In his homily Sunday at a Mass to conclude weeks of discussions at the Vatican on the needs of the Amazon’s faithful, Francis didn’t mention the bishops’ vote to press the Vatican to allow married men to become priests in special circumstances.
A day earlier, Francis told bishops he would draw his conclusions in a document he hoped to write by year’s end.
Allowing married men to be ordained in remote Amazon areas that are facing severe shortage of priests would chip away at the Catholic Church’s nearly millennium-old teaching upholding priestly celibacy.
An Afghan politician confirms that U.S. peace envoy Zalmay Khalilzad is in Afghanistan’s capital for his first visit since talks between the U.S. and Taliban collapsed last month.

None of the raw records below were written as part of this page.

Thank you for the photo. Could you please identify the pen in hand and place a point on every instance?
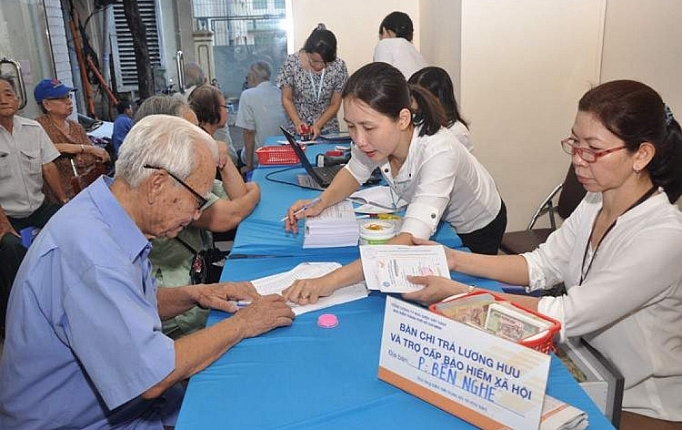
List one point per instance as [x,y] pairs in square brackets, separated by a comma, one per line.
[304,208]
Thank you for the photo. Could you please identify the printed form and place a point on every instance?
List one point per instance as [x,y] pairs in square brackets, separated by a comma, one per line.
[274,284]
[387,267]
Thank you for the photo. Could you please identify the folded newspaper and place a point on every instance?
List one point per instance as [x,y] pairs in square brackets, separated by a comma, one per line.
[557,415]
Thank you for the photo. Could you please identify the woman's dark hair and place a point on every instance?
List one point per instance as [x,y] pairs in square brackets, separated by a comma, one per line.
[10,80]
[383,88]
[321,41]
[399,23]
[438,82]
[205,102]
[636,113]
[122,106]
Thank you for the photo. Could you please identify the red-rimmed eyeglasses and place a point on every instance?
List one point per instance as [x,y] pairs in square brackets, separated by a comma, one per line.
[570,146]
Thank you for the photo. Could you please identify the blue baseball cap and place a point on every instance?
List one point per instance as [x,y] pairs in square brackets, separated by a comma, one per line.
[51,89]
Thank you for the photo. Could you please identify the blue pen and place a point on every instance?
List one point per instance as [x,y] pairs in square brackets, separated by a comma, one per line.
[304,208]
[241,303]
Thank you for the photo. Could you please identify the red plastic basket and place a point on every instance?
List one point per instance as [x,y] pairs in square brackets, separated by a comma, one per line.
[283,154]
[544,343]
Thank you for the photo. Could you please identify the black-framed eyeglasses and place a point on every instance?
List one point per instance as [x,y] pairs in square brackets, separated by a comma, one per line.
[570,146]
[201,200]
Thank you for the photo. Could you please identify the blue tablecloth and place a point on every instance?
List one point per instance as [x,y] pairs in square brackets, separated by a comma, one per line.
[262,233]
[306,377]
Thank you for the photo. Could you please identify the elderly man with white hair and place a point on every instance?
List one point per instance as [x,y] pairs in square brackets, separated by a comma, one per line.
[85,348]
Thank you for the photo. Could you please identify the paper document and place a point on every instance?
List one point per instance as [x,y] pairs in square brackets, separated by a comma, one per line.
[557,415]
[274,284]
[386,267]
[376,200]
[333,227]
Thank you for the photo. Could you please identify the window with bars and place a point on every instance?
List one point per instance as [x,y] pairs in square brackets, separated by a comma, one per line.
[122,44]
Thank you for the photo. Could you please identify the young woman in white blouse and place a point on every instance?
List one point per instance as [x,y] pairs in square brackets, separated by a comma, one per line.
[422,162]
[438,82]
[395,45]
[618,254]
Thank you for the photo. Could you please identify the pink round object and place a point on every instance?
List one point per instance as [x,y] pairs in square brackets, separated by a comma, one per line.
[327,321]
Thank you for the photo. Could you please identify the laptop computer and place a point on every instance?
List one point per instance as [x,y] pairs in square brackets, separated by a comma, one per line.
[322,175]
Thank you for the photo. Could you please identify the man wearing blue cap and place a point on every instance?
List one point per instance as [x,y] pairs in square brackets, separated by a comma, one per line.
[26,159]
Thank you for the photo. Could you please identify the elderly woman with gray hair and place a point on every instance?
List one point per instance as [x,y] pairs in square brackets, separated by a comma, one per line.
[260,113]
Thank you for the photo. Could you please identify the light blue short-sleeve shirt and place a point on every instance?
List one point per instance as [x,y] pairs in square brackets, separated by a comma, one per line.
[22,155]
[84,336]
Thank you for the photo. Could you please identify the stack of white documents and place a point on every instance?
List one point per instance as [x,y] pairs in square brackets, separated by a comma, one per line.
[275,284]
[333,227]
[387,267]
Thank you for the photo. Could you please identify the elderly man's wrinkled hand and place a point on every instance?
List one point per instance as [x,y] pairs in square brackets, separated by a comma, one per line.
[222,296]
[306,291]
[265,314]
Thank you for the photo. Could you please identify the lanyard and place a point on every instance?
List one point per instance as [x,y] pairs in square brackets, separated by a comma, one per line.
[584,273]
[312,82]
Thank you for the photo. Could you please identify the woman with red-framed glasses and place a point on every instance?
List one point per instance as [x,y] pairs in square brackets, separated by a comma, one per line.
[618,254]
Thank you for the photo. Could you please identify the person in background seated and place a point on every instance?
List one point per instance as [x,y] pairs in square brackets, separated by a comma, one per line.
[86,312]
[395,44]
[77,151]
[26,162]
[260,113]
[438,82]
[399,128]
[208,103]
[194,77]
[618,254]
[172,258]
[311,81]
[122,124]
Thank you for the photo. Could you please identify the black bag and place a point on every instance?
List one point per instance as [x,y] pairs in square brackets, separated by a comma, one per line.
[207,264]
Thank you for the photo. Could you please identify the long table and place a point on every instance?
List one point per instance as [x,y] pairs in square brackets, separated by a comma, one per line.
[262,232]
[306,377]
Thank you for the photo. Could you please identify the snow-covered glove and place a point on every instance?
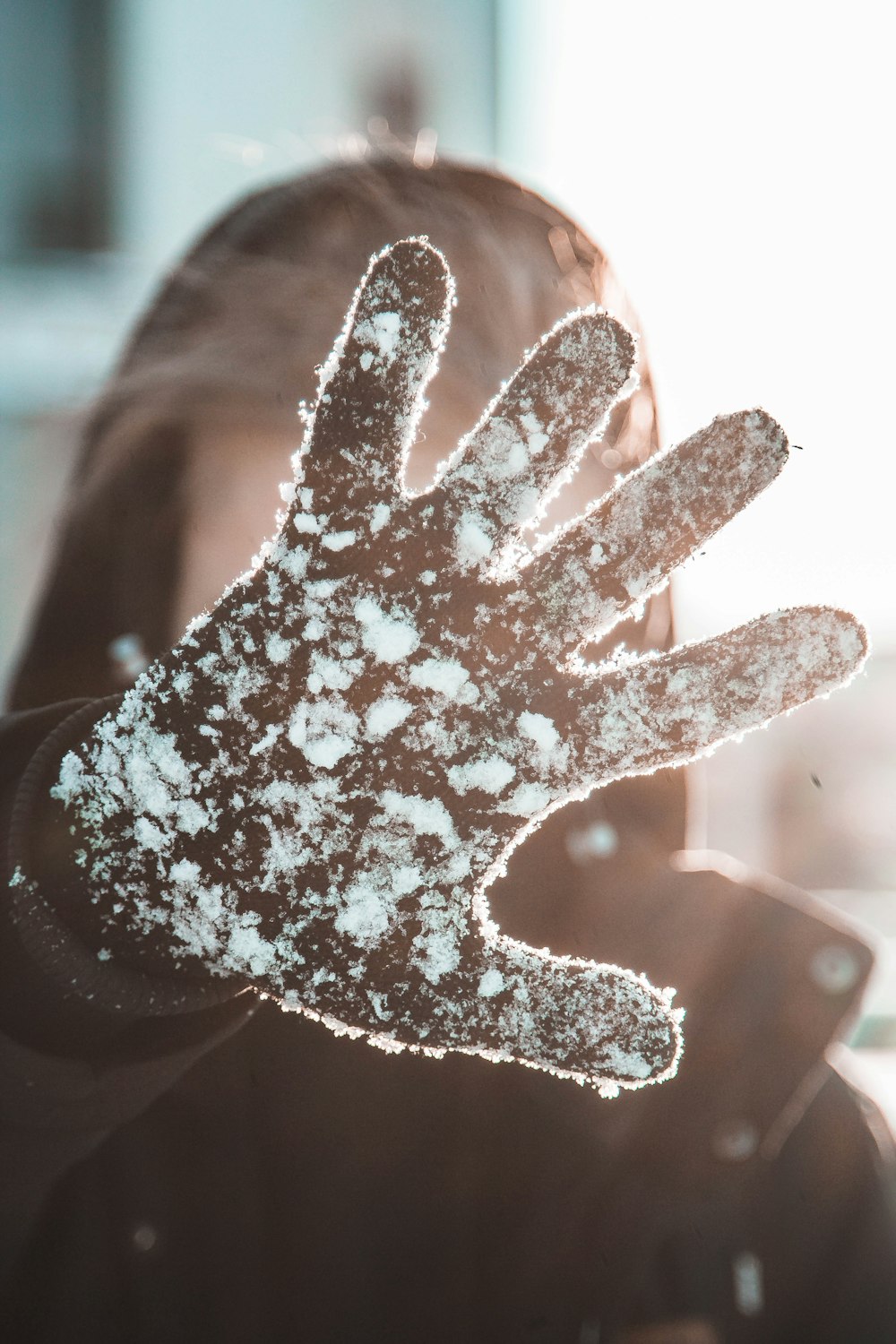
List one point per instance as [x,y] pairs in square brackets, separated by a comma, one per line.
[316,787]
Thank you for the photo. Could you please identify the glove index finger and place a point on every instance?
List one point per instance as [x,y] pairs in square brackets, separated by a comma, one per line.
[373,384]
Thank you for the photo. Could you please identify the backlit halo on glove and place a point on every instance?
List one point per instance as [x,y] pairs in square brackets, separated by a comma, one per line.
[316,787]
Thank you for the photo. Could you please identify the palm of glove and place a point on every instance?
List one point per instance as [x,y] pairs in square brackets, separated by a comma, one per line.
[323,776]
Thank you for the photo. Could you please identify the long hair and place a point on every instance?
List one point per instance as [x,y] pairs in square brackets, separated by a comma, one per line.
[236,335]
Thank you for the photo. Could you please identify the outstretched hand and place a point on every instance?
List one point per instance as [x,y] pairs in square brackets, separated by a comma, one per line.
[316,787]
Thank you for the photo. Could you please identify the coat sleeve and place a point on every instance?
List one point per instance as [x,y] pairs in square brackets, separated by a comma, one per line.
[81,1051]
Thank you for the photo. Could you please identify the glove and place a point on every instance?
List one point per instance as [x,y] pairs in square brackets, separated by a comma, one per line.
[316,787]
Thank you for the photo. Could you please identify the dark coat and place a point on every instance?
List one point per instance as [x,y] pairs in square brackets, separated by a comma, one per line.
[179,1169]
[238,1174]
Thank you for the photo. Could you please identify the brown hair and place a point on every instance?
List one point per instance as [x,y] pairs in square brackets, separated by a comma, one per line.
[237,332]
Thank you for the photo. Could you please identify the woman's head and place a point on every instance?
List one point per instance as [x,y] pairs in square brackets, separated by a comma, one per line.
[194,433]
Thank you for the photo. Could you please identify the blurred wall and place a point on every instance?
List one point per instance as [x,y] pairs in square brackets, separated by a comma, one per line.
[125,125]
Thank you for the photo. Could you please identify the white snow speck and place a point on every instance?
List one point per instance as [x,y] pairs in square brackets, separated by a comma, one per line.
[277,648]
[384,715]
[443,675]
[490,983]
[339,540]
[390,639]
[471,540]
[538,728]
[490,774]
[427,816]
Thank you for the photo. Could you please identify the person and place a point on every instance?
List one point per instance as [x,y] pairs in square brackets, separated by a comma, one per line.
[183,1160]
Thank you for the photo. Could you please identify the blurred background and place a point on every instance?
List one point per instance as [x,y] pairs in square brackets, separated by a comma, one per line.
[731,160]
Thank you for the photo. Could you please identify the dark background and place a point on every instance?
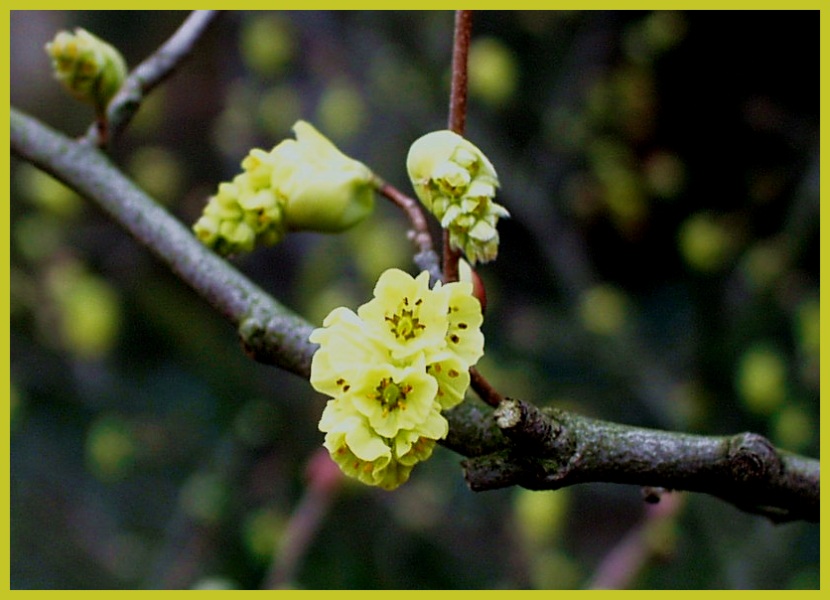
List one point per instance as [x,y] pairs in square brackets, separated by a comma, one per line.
[661,268]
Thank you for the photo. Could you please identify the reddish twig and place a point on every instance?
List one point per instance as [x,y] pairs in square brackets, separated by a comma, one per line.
[426,258]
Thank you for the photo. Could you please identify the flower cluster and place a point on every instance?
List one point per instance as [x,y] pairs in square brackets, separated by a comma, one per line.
[390,369]
[302,184]
[89,68]
[457,183]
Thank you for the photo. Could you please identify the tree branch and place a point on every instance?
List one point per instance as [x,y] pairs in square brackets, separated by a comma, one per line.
[148,75]
[552,448]
[458,114]
[426,259]
[269,331]
[518,444]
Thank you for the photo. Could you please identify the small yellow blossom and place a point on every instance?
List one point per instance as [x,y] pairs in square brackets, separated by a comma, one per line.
[390,369]
[457,183]
[302,184]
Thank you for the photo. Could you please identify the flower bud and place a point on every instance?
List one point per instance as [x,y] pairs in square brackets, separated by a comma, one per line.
[323,189]
[91,69]
[457,183]
[244,213]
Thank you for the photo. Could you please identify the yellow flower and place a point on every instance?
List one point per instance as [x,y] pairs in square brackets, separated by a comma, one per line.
[373,460]
[88,67]
[464,337]
[394,399]
[390,369]
[302,184]
[322,188]
[457,183]
[406,315]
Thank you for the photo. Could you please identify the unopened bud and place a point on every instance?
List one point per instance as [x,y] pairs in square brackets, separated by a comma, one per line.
[90,68]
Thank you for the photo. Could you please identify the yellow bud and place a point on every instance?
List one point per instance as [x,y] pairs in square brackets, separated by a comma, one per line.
[457,183]
[323,189]
[90,69]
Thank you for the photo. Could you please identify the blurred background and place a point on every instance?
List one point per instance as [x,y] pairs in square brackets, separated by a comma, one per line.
[661,268]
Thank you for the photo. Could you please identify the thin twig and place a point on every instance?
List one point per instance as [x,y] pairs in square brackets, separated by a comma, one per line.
[458,89]
[426,258]
[458,113]
[147,76]
[642,544]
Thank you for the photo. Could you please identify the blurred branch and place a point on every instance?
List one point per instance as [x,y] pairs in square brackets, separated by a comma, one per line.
[148,75]
[519,444]
[324,480]
[649,540]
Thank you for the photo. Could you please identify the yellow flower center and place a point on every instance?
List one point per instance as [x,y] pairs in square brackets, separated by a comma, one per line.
[404,324]
[392,395]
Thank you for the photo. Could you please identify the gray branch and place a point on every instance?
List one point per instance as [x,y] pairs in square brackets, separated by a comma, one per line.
[551,448]
[148,75]
[518,444]
[269,331]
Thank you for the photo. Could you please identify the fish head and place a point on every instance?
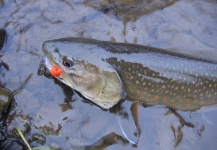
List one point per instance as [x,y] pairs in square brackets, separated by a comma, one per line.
[84,71]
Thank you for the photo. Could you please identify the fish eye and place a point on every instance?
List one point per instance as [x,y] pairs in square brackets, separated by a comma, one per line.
[67,62]
[56,50]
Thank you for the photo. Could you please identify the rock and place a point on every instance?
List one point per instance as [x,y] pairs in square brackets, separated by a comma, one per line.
[3,36]
[5,98]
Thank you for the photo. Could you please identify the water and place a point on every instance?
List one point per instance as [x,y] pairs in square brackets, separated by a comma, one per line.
[50,113]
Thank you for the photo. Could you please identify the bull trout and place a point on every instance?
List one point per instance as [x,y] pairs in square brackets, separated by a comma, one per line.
[106,72]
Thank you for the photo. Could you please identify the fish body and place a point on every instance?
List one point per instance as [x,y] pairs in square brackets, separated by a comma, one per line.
[106,72]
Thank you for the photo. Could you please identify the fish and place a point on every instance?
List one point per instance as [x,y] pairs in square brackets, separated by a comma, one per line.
[108,72]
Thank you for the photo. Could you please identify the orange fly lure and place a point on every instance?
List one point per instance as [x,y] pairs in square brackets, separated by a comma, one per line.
[56,71]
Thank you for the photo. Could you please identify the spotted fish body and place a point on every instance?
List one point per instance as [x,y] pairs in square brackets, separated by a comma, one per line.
[150,75]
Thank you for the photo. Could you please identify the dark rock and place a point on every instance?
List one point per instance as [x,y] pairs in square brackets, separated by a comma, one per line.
[5,98]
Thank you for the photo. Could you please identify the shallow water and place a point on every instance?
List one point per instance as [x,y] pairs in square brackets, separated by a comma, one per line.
[50,113]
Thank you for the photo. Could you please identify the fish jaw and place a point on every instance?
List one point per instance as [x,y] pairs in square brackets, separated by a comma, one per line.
[102,87]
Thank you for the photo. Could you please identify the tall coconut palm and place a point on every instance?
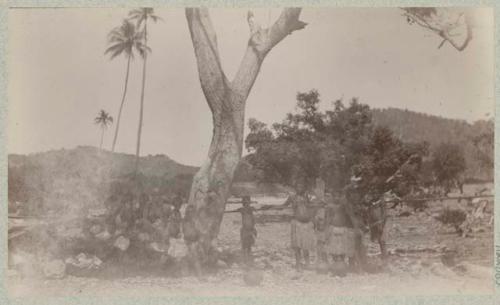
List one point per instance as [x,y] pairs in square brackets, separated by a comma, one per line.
[124,39]
[103,119]
[141,16]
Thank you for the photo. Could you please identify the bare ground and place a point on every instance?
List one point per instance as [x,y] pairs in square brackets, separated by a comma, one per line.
[417,244]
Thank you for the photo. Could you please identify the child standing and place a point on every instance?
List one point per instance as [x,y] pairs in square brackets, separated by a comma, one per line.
[248,233]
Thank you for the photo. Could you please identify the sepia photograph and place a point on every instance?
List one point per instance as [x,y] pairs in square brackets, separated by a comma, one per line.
[246,152]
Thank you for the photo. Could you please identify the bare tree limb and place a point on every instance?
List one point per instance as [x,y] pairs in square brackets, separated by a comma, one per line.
[260,43]
[212,78]
[423,21]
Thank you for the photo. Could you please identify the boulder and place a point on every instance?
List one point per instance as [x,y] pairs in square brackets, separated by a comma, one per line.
[122,243]
[54,269]
[177,249]
[95,229]
[253,277]
[473,270]
[104,235]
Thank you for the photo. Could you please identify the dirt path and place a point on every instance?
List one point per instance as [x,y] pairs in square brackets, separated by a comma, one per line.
[416,243]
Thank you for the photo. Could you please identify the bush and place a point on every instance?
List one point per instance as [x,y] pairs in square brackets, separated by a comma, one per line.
[453,217]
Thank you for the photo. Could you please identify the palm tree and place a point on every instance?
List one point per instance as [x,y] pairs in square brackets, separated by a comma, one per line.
[103,119]
[124,40]
[141,16]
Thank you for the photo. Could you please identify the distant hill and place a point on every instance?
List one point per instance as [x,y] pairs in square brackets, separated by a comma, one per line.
[417,127]
[412,126]
[72,178]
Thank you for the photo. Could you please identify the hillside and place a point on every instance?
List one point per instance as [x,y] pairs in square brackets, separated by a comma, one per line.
[82,177]
[60,178]
[417,127]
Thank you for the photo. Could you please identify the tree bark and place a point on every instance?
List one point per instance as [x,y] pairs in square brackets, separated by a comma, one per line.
[226,99]
[102,138]
[121,106]
[141,111]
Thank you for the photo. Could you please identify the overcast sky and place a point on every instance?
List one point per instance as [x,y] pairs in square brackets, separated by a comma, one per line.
[59,78]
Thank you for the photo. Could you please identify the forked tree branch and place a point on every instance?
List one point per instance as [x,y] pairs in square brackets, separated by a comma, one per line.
[212,78]
[260,43]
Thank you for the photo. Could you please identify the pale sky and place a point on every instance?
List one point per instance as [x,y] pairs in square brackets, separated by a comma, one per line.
[59,78]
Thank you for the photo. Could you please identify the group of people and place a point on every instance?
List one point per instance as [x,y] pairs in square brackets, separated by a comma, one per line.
[329,227]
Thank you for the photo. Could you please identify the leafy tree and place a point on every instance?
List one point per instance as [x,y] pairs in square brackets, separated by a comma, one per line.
[449,164]
[484,143]
[226,99]
[124,40]
[103,119]
[142,16]
[334,145]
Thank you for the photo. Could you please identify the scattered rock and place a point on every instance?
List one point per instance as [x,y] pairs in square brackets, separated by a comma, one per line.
[253,277]
[25,263]
[177,249]
[221,264]
[84,262]
[122,243]
[95,229]
[54,269]
[144,237]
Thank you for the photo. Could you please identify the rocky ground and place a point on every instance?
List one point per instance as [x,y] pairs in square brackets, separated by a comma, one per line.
[426,257]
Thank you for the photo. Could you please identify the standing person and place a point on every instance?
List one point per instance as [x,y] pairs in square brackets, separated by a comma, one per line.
[355,207]
[175,219]
[341,240]
[191,238]
[248,233]
[302,228]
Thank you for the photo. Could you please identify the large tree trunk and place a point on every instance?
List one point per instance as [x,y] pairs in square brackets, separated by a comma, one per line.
[226,100]
[121,106]
[102,138]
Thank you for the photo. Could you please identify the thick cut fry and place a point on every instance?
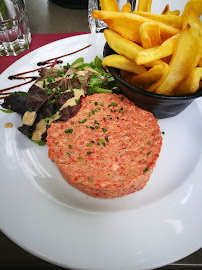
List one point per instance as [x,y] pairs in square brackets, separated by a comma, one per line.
[200,62]
[196,4]
[185,58]
[127,24]
[125,47]
[171,20]
[121,62]
[156,53]
[144,5]
[149,80]
[191,84]
[150,34]
[192,19]
[167,11]
[121,45]
[126,7]
[109,5]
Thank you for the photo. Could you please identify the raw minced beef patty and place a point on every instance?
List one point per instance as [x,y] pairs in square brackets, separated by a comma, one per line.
[109,149]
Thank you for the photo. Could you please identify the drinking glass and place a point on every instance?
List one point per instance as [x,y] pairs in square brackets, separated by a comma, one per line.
[97,26]
[15,35]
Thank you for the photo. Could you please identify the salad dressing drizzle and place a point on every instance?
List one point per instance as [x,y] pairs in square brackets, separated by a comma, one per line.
[47,63]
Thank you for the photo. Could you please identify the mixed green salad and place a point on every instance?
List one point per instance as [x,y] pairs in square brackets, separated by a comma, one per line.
[56,95]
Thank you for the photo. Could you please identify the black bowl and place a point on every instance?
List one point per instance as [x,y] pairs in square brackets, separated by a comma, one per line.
[162,106]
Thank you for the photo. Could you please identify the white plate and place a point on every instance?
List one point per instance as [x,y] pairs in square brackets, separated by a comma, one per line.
[52,220]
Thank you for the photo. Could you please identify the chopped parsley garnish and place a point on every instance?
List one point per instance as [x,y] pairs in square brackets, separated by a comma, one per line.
[121,110]
[83,121]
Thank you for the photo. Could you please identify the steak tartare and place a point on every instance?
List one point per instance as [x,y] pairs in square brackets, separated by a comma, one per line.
[108,149]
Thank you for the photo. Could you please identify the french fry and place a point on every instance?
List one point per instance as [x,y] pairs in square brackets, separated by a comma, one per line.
[121,45]
[200,62]
[165,49]
[144,5]
[125,47]
[121,62]
[192,19]
[109,5]
[171,20]
[191,84]
[126,7]
[185,58]
[127,24]
[167,11]
[150,34]
[196,4]
[149,80]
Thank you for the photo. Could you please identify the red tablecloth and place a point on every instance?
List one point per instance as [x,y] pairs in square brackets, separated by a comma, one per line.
[38,40]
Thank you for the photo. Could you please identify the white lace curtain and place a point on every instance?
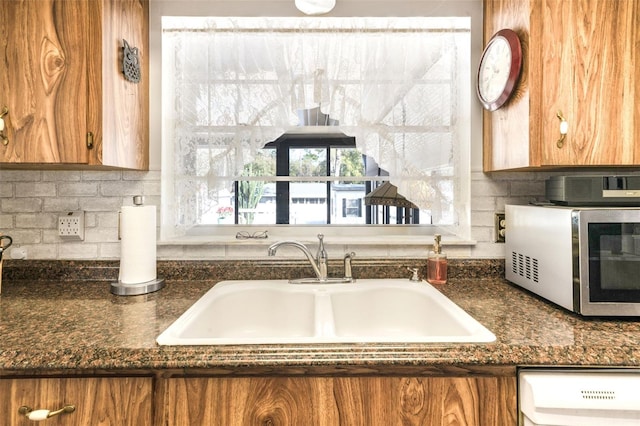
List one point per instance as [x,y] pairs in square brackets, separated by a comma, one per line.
[238,84]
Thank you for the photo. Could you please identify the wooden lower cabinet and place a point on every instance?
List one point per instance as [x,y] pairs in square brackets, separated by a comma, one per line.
[330,401]
[117,401]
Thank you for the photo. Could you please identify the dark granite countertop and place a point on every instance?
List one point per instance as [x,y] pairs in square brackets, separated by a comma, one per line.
[54,325]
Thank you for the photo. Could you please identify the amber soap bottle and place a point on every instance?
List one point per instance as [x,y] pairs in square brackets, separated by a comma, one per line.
[437,264]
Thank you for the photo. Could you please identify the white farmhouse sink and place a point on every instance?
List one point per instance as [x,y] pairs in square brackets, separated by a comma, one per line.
[369,311]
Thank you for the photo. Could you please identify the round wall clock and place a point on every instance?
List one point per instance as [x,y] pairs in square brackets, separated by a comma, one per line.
[499,69]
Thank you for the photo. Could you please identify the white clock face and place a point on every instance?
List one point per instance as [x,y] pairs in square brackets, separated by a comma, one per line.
[494,70]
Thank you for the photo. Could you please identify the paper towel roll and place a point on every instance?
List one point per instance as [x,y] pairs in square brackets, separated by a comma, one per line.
[138,244]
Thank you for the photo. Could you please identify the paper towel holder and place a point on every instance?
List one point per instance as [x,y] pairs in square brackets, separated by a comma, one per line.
[121,289]
[134,289]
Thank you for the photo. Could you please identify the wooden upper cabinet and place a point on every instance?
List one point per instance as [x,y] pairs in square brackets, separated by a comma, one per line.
[580,62]
[61,80]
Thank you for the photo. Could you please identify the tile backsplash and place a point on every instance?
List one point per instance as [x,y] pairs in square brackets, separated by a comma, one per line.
[32,200]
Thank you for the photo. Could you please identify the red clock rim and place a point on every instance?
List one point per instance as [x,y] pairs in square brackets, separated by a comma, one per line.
[514,73]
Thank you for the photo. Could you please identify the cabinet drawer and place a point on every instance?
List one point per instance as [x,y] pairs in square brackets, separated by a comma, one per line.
[96,400]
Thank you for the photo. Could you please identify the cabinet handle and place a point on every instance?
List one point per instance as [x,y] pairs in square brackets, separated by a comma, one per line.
[564,129]
[38,415]
[5,139]
[90,140]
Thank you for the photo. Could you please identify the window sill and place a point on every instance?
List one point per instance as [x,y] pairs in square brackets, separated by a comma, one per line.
[336,235]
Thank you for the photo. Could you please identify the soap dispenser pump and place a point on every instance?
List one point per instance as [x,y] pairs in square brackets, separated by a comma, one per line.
[437,263]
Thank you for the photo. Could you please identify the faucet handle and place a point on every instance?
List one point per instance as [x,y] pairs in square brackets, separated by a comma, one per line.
[322,254]
[415,276]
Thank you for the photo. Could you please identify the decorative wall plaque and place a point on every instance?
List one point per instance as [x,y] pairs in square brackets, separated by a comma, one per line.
[131,63]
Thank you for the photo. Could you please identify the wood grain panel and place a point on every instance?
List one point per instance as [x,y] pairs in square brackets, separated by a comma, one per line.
[581,59]
[105,401]
[61,78]
[339,400]
[43,80]
[119,111]
[507,138]
[592,64]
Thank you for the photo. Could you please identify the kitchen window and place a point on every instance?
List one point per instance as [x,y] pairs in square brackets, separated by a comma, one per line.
[232,86]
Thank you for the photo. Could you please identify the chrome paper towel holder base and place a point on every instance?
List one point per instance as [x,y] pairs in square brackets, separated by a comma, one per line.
[122,289]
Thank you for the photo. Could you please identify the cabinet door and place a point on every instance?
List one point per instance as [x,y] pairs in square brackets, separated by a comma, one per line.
[116,401]
[590,72]
[43,80]
[339,401]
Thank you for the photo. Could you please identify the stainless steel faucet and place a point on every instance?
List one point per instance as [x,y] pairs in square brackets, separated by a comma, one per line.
[348,275]
[319,264]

Sayed Hamid Gailani, leader of the National Islamic Front of Afghanistan, posted on his Twitter account late Saturday that he met with Khalilzad and his team in Kabul to discuss the country’s recent presidential elections and peace efforts.
Speaking on condition of anonymity, an Afghan official also confirmed Sunday that Afghan President Ashraf Ghani had met with Khalilzad.
He said that the meeting took place at the presidential palace on Saturday.
Khalilzad’s visit to Kabul follows a meeting in Moscow he held with representatives of China, Russia and Pakistan, over restarting peace talks to end Afghanistan’s 18-year-old war.
An ex-White House aide who’s supposed to testify before House impeachment investigators on Monday is seeking guidance from a federal court about whether to comply with a House subpoena or follow President Donald Trump’s directive against cooperating.
Former deputy national security adviser Charles Kupperman has asked a judge in Washington to instruct him on whether to accede to House demands for his testimony or to assert “immunity from congressional process” as directed by Trump.
Kupperman argues that he cannot satisfy the competing demands of the legislative and executive branches.
Testifying Saturday was Philip Reeker, the acting assistant secretary of state for Europe.